I am trying with a python script to extract 2000 images from Google, but I am able to download only 80 images. Can anyone help me with the below code on how to modify to get that 2K numbers?
import os
import requests
from bs4 import BeautifulSoup
Google_Image = 'https://www.google.com/search?site=&tbm=isch&source=hp&biw=1873&bih=990&'
u_agnt = {
'User-Agent': 'Mozilla/5.0 (Windows NT 10.0; Win64; x64) AppleWebKit/537.36 (KHTML, like Gecko) Chrome/85.0.4183.83 Safari/537.36',
'Accept': 'text/html,application/xhtml+xml,application/xml;q=0.9,*/*;q=0.8',
'Accept-Charset': 'ISO-8859-1,utf-8;q=0.7,*;q=0.3',
'Accept-Encoding': 'none',
'Accept-Language': 'en-US,en;q=0.8',
'Connection': 'keep-alive',
}
Image_Folder = 'Images_1'
def main():
if not os.path.exists(Image_Folder):
os.mkdir(Image_Folder)
download_images()
def download_images():
data = input('Enter your search keyword: ')
num_images = int(input('Enter the number of images you want: '))
print('Searching Images....')
search_url = Google_Image + 'q=' + data #'q=' because its a query
# request url, without u_agnt the permission gets denied
response = requests.get(search_url, headers=u_agnt)
html = response.text #To get actual result i.e. to read the html data in text mode
# find all img where class='rg_i Q4LuWd'
b_soup = BeautifulSoup(html, 'html.parser') #html.parser is used to parse/extract features from HTML files
results = b_soup.findAll('img', {'class': 'rg_i Q4LuWd'})

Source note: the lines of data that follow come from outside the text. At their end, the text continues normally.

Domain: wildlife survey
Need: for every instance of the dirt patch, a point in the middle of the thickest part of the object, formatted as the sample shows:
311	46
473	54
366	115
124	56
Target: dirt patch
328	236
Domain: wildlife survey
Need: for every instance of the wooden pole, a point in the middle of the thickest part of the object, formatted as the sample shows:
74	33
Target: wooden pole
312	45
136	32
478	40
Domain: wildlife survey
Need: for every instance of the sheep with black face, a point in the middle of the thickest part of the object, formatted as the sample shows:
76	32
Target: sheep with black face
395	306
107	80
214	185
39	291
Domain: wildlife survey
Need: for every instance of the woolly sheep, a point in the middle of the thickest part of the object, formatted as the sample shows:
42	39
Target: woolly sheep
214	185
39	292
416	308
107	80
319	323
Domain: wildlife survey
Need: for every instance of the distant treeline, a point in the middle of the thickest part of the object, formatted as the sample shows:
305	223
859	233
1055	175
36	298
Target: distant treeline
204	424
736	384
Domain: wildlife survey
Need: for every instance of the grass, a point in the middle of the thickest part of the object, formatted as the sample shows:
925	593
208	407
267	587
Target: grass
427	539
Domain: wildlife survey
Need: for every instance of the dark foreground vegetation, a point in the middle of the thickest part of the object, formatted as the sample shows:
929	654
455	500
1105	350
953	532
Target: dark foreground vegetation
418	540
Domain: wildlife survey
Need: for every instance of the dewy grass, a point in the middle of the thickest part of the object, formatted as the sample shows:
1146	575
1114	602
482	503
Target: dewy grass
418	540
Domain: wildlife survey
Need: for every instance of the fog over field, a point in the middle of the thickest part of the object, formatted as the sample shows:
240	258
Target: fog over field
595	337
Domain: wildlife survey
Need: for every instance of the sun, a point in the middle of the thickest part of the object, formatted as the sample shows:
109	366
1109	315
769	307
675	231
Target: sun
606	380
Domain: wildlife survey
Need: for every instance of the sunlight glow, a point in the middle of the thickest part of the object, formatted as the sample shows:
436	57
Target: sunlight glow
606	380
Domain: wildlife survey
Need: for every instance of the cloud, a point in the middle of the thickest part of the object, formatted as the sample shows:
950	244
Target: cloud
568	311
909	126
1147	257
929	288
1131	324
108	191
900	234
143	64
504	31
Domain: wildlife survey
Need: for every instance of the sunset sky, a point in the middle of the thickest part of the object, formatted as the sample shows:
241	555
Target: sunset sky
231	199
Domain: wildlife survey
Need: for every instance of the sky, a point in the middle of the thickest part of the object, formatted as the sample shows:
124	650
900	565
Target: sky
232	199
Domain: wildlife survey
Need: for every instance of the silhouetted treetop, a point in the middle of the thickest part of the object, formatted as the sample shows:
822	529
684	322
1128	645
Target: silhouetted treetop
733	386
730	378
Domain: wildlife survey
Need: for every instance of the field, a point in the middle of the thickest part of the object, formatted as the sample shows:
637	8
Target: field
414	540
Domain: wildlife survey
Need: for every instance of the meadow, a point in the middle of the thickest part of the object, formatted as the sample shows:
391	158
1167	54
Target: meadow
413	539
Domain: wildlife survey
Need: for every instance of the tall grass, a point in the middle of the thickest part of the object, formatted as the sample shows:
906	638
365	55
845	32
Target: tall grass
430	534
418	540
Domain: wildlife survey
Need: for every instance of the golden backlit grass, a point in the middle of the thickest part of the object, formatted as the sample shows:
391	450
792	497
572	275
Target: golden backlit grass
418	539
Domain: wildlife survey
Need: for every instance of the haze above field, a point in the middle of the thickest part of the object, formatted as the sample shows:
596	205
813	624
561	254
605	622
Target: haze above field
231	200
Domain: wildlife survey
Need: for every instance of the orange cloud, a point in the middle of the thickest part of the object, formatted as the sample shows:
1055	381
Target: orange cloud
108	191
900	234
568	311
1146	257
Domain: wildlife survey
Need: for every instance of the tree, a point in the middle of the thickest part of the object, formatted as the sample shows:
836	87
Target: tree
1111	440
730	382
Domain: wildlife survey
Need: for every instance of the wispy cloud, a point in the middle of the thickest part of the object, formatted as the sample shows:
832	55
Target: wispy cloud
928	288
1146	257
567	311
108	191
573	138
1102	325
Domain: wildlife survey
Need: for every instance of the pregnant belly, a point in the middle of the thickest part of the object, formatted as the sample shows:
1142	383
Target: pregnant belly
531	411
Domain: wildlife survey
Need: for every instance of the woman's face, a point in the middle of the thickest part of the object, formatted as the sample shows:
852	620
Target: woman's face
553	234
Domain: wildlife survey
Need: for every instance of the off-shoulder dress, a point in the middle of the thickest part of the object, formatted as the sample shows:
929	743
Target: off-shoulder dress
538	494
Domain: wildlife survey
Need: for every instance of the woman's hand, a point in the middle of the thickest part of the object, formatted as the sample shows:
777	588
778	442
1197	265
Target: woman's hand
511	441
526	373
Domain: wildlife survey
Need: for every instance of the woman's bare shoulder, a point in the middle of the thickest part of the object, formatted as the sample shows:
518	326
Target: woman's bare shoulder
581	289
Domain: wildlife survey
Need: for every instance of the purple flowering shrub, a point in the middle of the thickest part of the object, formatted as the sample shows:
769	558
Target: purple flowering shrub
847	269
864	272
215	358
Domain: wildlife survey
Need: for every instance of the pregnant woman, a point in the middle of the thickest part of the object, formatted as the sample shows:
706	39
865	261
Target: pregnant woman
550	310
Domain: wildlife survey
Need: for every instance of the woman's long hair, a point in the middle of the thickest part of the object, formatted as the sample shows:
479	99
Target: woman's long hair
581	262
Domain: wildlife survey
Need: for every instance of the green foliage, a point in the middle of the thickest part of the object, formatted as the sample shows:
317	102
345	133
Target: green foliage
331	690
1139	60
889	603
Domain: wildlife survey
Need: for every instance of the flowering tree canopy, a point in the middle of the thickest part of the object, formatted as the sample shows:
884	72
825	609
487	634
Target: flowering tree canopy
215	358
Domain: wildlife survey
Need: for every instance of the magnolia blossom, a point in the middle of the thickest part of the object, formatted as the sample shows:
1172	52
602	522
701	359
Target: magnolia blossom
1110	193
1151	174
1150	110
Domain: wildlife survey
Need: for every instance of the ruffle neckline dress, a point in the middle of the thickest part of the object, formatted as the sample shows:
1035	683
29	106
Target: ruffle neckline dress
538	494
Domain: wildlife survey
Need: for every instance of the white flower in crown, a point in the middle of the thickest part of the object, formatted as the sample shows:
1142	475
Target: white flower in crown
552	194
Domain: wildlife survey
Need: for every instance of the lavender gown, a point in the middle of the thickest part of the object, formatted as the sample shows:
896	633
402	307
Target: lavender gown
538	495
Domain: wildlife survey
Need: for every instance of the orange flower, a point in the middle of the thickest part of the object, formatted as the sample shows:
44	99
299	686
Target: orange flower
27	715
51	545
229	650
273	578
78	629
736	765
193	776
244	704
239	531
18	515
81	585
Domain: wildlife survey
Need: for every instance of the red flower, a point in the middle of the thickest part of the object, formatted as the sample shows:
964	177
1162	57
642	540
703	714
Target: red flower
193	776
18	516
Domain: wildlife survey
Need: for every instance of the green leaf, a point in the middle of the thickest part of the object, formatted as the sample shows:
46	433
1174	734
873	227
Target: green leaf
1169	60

#extract the links of requested number of images with 'data-src' attribute and appended those links to a list 'imagelinks'
#allow to continue the loop in case query fails for non-data-src attributes
count = 0
imagelinks= []
for res in results:
try:
link = res['data-src']
imagelinks.append(link)
count = count + 1
if (count >= num_images):
break
except KeyError:
continue
print(f'Found {len(imagelinks)} images')
print('Start downloading...')
for i, imagelink in enumerate(imagelinks):
# open each image link and save the file
response = requests.get(imagelink)
imagename = Image_Folder + '/' + data + str(i+1) + '.jpg'
with open(imagename, 'wb') as file:
file.write(response.content)
print('Download Completed!')
if __name__ == '__main__':
main()
Please, let me know how I can resolve this and why this limit is happening while downloading the images from Google. Can I need to use something like proxycrawl, if yes how I can use this?